Mon collègue reconnaît que les objets de l'al. 11b) — protéger le droit à la sécurité de la personne, le droit à la liberté et le droit à un procès équitable — s'appliquent à première vue aux délais d'appel écoulés après l'arrêt des procédures et après le verdict. Il affirme toutefois que le scénario compliqué qu'il propose est rendu nécessaire par le texte et le contexte de l'al. 11b), par la jurisprudence antérieure de notre Cour et par le fait que l'inscription d'un arrêt des procédures ou d'un verdict change radicalement les droits en jeu. À mon avis, aucune de ces considérations ne résiste à un examen approfondi. Tant qu'un règlement définitif de l'affaire ne vient pas soustraire l'inculpé à la possibilité d'autres procès et procédures, l'al. 11b) et les principes qui ont été énoncés sous son régime sont applicables. Il est certain que les facteurs examinés en vertu de l'al. 11b) peuvent avoir un poids différent selon les circonstances en présence et qu'il y a peut‑être lieu de tenir compte d'éléments différents lorsqu'il s'agit de procédures d'appel. De plus, la réparation peut varier, selon le stade auquel en est rendu le processus criminel. Mais j'estime que ces facteurs peuvent et devraient être tous appréciés en fonction du critère unique imposé par l'al. 11b) de la Charte.

Le texte et le contexte

Je m'arrête d'abord au texte et au contexte de l'al. 11b). Mon collègue affirme que les mots «inculpé» et «être jugé» donnent à penser que l'al. 11b) s'applique seulement au délai écoulé pendant le procès. En toute déférence, je ne suis pas de cet avis. Le terme «inculpé» devrait, selon moi, être interprété comme s'entendant d'une personne sous l'emprise du processus criminel. Cette personne demeure inculpée aux fins de l'al. 11b) jusqu'à ce qu'une décision finale sur les accusations portées contre elle vienne la soustraire définitivement au péril du processus criminel. Cette position est conforme aux observations formulées par le juge Lamer, maintenant Juge en chef, dans l'arrêt R. c. Rahey, [1987] 1 R.C.S. 588, aux pp. 610 et 611:

. . . l'al. 11b) protège contre un assujettissement trop long à une accusation criminelle pendante et vise à soulager de la tension et de l'angoisse qui persistent jusqu'à ce que l'affaire soit finalement tranchée. . . Le calcul du délai ne cesse pas au moment de l'ouverture du procès, mais se poursuit plutôt jusqu'à la toute fin de l'histoire, et le tout doit se dérouler dans un délai raisonnable.

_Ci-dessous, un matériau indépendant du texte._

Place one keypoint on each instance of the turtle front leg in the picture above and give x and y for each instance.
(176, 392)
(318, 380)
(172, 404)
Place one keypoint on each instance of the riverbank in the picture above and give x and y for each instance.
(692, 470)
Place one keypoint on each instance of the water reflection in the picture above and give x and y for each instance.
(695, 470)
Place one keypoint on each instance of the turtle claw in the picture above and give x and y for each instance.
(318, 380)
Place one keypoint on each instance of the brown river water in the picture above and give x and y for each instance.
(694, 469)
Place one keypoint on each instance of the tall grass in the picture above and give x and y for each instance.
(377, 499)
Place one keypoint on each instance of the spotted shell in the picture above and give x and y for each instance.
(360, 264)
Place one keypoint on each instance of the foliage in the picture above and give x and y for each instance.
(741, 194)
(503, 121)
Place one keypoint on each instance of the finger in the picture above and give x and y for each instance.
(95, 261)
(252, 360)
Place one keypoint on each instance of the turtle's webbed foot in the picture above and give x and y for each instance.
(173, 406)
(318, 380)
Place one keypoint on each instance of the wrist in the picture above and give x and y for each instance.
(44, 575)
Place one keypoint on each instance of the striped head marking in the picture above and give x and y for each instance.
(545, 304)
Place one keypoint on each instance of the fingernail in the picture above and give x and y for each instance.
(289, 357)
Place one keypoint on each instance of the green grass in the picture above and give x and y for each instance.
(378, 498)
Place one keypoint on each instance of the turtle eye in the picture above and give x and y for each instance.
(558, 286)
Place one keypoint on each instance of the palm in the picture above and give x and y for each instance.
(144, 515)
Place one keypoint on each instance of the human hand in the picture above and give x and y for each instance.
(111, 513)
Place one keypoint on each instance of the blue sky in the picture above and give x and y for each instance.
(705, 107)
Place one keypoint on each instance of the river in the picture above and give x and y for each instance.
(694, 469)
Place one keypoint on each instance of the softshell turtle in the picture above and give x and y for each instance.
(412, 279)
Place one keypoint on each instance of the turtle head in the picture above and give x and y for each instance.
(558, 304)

L'interprétation plus stricte du mot «accusation» que préconise mon collègue le juge Sopinka produit un phénomène de croissance et de décroissance des accusations. Il affirme qu'un arrêt des procédures ou un verdict met fin à l'accusation. Mais il est ensuite obligé de dire qu'une ordonnance subséquente de procès ou de nouveau procès «rétablit» l'accusation qui était vraisemblablement latente, même si elle était censée avoir disparu. Au moment où le verdict est prononcé à l'issue du procès, l'accusation décroît de nouveau pour être rétablie une fois de plus si une cour d'appel ordonne la tenue d'un autre procès. L'accusé est assujetti à un seul processus criminel au cours duquel sa liberté est compromise. Et pourtant, sur le plan du droit, il ne serait inculpé que durant une partie du temps, selon le stade du processus où il en est.

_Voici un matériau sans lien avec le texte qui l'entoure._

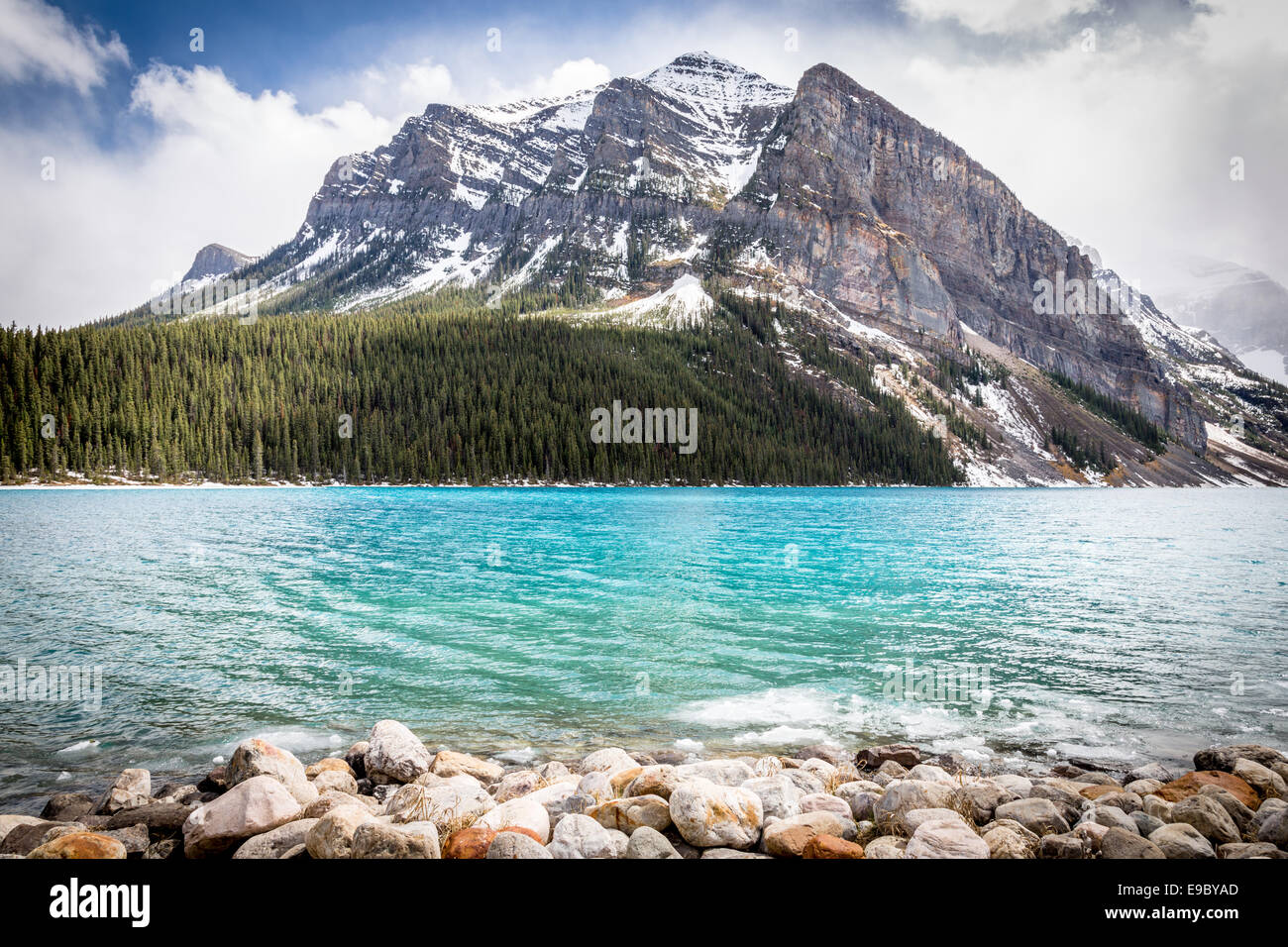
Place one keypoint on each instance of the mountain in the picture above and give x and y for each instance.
(1244, 308)
(215, 260)
(661, 201)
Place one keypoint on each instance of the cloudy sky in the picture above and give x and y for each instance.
(124, 150)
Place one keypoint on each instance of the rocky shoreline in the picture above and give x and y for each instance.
(390, 796)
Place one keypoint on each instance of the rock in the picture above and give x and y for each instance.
(905, 754)
(903, 796)
(357, 759)
(1019, 785)
(394, 754)
(831, 847)
(1236, 810)
(885, 847)
(1266, 783)
(712, 815)
(166, 848)
(1006, 843)
(720, 772)
(449, 764)
(471, 843)
(913, 819)
(134, 838)
(259, 758)
(516, 845)
(329, 764)
(787, 836)
(67, 806)
(520, 783)
(1038, 815)
(653, 781)
(1181, 840)
(804, 781)
(1190, 784)
(1209, 817)
(1119, 843)
(523, 812)
(828, 753)
(629, 814)
(861, 795)
(9, 822)
(730, 853)
(159, 817)
(80, 845)
(945, 838)
(1111, 817)
(331, 836)
(1061, 845)
(1275, 830)
(648, 843)
(1145, 823)
(822, 801)
(336, 781)
(982, 799)
(581, 836)
(250, 808)
(275, 841)
(930, 774)
(378, 838)
(1150, 771)
(1158, 806)
(1249, 849)
(1067, 800)
(441, 804)
(132, 788)
(1142, 788)
(1224, 757)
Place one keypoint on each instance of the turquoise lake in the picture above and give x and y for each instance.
(1119, 624)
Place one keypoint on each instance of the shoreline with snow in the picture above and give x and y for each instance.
(391, 796)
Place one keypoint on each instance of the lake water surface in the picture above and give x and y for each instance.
(1133, 624)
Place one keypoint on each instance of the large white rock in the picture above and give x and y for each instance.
(394, 754)
(523, 812)
(259, 758)
(132, 788)
(780, 796)
(581, 836)
(250, 808)
(333, 835)
(720, 772)
(609, 761)
(712, 815)
(945, 838)
(380, 838)
(906, 795)
(450, 763)
(629, 814)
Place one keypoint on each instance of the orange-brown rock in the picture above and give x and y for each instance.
(471, 843)
(1190, 784)
(80, 845)
(831, 847)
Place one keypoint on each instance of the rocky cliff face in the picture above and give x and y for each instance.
(829, 192)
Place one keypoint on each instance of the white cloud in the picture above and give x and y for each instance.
(999, 16)
(224, 166)
(38, 42)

La façon dont mon collègue propose d'interpréter l'expression «être jugé» est également problématique. Il affirme que le droit d'être jugé dans un délai raisonnable que garantit l'al. 11b) prend fin à l'inscription d'un arrêt des procédures. Pourtant, cela peut se produire avant même que la personne ait subi son procès. Si l'arrêt des procédures est annulé en appel et que l'accusé se voit ordonner de subir son procès, il n'a pas le droit, en cas de délai exagéré imputable au ministère public au stade de l'appel, de se plaindre que son droit d'être jugé dans un délai raisonnable a été violé, même s'il n'a jamais subi son procès. La situation où un nouveau procès a été ordonné après un acquittement est elle aussi problématique. Le premier procès est déclaré invalide. En effet, l'accusé n'a pas subi de procès régulier. Un nouveau procès est ordonné. En dépit du fait que l'accusé n'a pas joui du droit que la Charte lui confère expressément, c.-à-d. le droit d'être jugé régulièrement dans un délai raisonnable, il lui serait interdit, selon l'interprétation de mon collègue, de prétendre que l'al. 11b) a été violé en raison d'un délai d'appel déraisonnable et il en serait réduit au recours beaucoup plus limité à la théorie de l'abus de procédure visée à l'art. 7. Cela ne saurait être, à mon avis, l'intention des rédacteurs de la Charte.

Le contexte de l'al. 11b) n'exige pas non plus l'interprétation que prône mon collègue. Il est vrai qu'un bon nombre des droits énumérés à l'art. 11 se limitent aux premiers stades du processus criminel. Mais d'autres, comme ceux énumérés aux al. 11h) et 11g), s'appliquent nettement après un verdict. Il ne s'ensuit donc pas, en toute déférence, que «[s]i l'expression «[t]out inculpé» à l'al. 11b) vise nécessairement l'accusé en tant que partie à un appel, la même conclusion devrait alors s'appliquer aux autres alinéas de cet article», comme le conclut mon collègue, à la p. 000. Puisque l'art. 11 vise à garantir l'équité à tous les stades du processus criminel, on ne saurait conclure que l'al. 11b) doit nécessairement être restreint à la phase antérieure à l'arrêt des procédures ou au verdict.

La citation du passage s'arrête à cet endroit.